Research Themes

Modern languages for modern architectures

The performance of modern programming languages such as Java and C# lags that of imperative  languages such as C and Fortran.  A significant source of the performance gap is poor memory behavior, which future computer architectures will exacerbate.  This project addresses the problem of poor memory behavior in modern programming languages such as Java and C# through an integrated attack that incorporates new garbage collection algorithms, run-time techniques that optimize running programs, and new compiler analyses with both static and dynamic optimizations.

DaCapo: Dynamic Cooperative Performance Optimization for Java

The DaCapo project takes a co-operative approach to performance optimization, looking at the compiler, runtime, memory management system and operating system together.  My work with the DaCapo project has focussed on memory management and has lead to a number of publications. DaCapo is an NSF large ITR project, funded from Sept 2000 through to 2005.  I have been involved in the project since its inception, taking a lead role in the memory management facets of the project. From September 1999 to March 2002 I was a post-doc at the University of Massachusetts.

Upside: Practical transactional object storage systems

From August 1997 to August 1999, I lead the upside project within the Advanced Server Technologies program of the ACSys CRC for advanced computational systems (on the campus of the ANU, in Canberra, Australia).  Our research was primarily focused on the design of scalable transactional object storage systems, particularly with a view to supporting scalable orthogonally persistent systems. This work produced a number of publications, particulary in the area of orthogonal persistence, transactions, and scalable object storage systems. We developed a very powerful bytecode transformation tool which allowed us to make arbitary Java programs orthogonally persistent without change to the source code.  This was achieved by transforming the bytecodes at class loading time.  We also developed an object store than included a novel recovery mechanism that extended the widely used ARIES algorithm by avoiding the need for recovery meta-data to be interspersed on data pages.
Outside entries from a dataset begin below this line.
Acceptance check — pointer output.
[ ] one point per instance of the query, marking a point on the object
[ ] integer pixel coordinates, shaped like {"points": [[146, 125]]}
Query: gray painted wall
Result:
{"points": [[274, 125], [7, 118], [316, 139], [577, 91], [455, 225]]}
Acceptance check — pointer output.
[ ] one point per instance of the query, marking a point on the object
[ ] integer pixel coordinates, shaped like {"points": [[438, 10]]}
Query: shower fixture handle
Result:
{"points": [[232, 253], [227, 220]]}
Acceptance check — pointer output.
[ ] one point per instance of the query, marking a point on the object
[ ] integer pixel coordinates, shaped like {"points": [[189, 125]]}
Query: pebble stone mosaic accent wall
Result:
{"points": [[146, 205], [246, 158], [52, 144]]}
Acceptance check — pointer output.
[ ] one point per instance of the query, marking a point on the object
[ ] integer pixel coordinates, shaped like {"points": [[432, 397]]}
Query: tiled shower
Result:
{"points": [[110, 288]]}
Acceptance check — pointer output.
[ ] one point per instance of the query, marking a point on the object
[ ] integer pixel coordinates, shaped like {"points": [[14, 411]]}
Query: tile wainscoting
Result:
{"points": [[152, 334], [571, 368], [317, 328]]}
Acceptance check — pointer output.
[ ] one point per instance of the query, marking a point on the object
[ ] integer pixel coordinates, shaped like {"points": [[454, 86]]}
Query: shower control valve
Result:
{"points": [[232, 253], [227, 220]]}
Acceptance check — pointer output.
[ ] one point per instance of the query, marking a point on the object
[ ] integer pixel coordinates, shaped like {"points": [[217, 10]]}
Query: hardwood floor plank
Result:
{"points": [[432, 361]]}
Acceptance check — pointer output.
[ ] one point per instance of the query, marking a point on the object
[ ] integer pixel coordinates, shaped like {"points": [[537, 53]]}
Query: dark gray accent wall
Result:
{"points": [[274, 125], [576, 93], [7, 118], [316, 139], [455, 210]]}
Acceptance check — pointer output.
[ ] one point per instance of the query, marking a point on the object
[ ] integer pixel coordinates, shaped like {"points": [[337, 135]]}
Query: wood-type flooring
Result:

Scalable persistent system design

In July 1997 I completed my PhD with a dissertation titled "Persistent Store Interface: A foundation for scalable persistent system design".  This work lead to a number of publications and to the creation of the upside  project.  I formally graduated from the ANU in October 1998.  My advisor was Robin Stanton. The following is a brief summary of the work, extracted from the thesis abstract:

The quest to design efficient, scalable, orthogonally persistent systems represents a confluence of the challenge of constructing systems capable of scaling, with the challenge of constructing orthogonally persistent systems.  This raises the deeper question as to whether there exists a generalized framework for scalable persistent system design.  This project develops a framework that brings together the fundamental concerns of concurrency, replication, coherency, latency, and stability.  The major result of this project is the description of such a framework.  The fundamental concerns are met through a reference architecture based on caching, atomicity, and a layered software architecture.  The framework has been realized in the form of the Persistent Store Interface (PSI).  The effectiveness of PSI for scalable persistent system construction is demonstrated through a number of experiments with PSI prototypes, both stand-alone and distributed.  In addition, two supporting experiments are described, one examining the issues of designing scalable stores that present users with a single store image and the other examining mechanisms for scalable coherency and recovery.

Image processing

My undergraduate studies were in Electrical Engineering and Computer Science (BE/BSc) at the University of New South Wales. My honours thesis was on the real-time encoding of region boundaries in images, and resulted in two publications. The key insight was in the development of a raster-scan algorithm capable of extracting the boundaries of multispectral images.  Prior to this work, raster-scan algorithms could only extract the boundaries of binary images, boundaries in multispectral images could only be extracted in through random-access algorithms (not constant-time, and requiring random access to the whole image).  I also designed a three stage pipeline processor capable of performing this at video frame rates. This work was done within the VLSI systems lab at UNSW.